The Codex Vindobonensis 751, also known as the Vienna Boniface Codex, is a ninth-century codex, comprising four different manuscripts, the first of which is one of the earliest remaining collections of the correspondence of Saint Boniface. The codex is held in the Austrian National Library in Vienna.

The section containing the Bonifatian correspondence dates from the ninth century, and was most likely copied in Mainz—Boniface had been appointed archbishop of Mainz in 745, and the copyist used originals of the letters available there. The codex was later moved to Cologne, where it was marked (on 166v) as belonging to the library of the Cologne Cathedral.

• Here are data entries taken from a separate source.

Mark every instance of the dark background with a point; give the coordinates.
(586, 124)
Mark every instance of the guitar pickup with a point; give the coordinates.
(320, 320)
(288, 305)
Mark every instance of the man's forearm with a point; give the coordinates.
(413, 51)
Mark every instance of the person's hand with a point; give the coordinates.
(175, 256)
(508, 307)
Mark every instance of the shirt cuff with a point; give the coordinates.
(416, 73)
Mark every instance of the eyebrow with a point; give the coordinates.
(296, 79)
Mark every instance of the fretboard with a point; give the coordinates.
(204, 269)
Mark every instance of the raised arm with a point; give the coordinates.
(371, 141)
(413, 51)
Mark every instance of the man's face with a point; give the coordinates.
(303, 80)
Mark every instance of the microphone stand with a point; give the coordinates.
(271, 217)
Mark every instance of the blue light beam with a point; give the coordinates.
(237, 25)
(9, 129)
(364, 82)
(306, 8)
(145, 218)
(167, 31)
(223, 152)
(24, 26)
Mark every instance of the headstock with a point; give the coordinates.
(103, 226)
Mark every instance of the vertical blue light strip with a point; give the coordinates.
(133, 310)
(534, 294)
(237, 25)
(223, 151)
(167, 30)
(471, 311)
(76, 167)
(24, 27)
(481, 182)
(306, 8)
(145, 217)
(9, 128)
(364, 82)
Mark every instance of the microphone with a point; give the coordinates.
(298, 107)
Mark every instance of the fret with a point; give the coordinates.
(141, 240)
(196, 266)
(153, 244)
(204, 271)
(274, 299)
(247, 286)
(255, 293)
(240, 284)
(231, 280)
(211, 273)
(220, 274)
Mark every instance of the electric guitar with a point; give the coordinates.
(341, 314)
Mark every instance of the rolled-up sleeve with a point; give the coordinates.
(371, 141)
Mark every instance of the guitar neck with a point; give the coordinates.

The modern history of the codex begins in 1554 when Kasper von Niedbruck, who had entered the service of Maximilian II in that year, found the manuscript in Cologne and brought it to Vienna. Von Niedbruck collected materials to aid with the composition of the Magdeburg Centuries (a comprehensive church history first published in 1559), and gathered many manuscripts for the Imperial Library, which he allowed Matthias Flacius and his collaborators to copy. As indicated in von Niedbruck's correspondence, the codex was sent to George Cassander after September 1755. Next mention of the codex is in the catalog entry by Hugo Blotius, the first librarian of the Imperial Library, in 1597. Correspondence between Sebastian Tengnagel of the Imperial Library and Johann Pistorius, confessor to Rudolf II, indicates that the codex was in Prague, whence Tengnagel had sent it to Nicolaus Serarius in Mainz who used it to publish his edition of the Bonifatian correspondence (1605). Corrections and notes in the hands of Tengnagel and Blotius prove that they had already worked on copying and editing the correspondence before the codex was sent to Prague.